Sehnsucht nach Geschichte: Kaliningrader wollen deutsches Erbe bewahren und pflegen
Von Birgit Johannsmeier

Der Kreml lehnt eine Rückbenennung von Kaliningrad in Königsberg ab. Doch eine Gruppe von Bürgern kämpft um den alten Namen. Andere setzen sich dafür ein, die Überreste der deutschen Architektur zu erhalten: Kopfsteinpflaster, Straßenbahnschienen und den Zoo.
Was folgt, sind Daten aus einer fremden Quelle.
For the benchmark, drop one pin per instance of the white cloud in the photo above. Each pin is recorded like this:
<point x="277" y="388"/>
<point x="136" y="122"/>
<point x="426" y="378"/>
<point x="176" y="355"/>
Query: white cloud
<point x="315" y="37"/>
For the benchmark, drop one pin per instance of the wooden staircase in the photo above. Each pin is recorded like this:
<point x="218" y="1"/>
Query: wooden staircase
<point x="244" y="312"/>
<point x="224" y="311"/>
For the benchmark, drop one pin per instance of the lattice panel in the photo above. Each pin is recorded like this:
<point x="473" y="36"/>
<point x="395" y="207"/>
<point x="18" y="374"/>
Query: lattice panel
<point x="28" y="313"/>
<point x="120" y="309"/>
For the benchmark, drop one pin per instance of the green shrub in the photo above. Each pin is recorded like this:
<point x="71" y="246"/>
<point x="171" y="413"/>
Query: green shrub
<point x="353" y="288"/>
Aufgeregtes Geschnatter im Zoo von Kaliningrad, dem einstigen Königsberg. Im kleinen Terrarium drängeln sich Eltern und Kinder vor großen Glasscheiben. Jeder will einmal die gelbe Königsboa und die sechs Meter lange Tigerpython ganz aus der Nähe sehen. Denn noch ist es ein Geheimnis, welche der beiden den Publikumspreis im chinesischen Jahr der Schlange erhalten wird.

Mädchen: "Meine Mutter hat unseren Stimmzettel ausgefüllt. Ich habe für die Tigerpython Schuscha abgestimmt. Sie ist sehr groß und schön. Ich komme zweimal im Monat her, um sie mir anzuschauen."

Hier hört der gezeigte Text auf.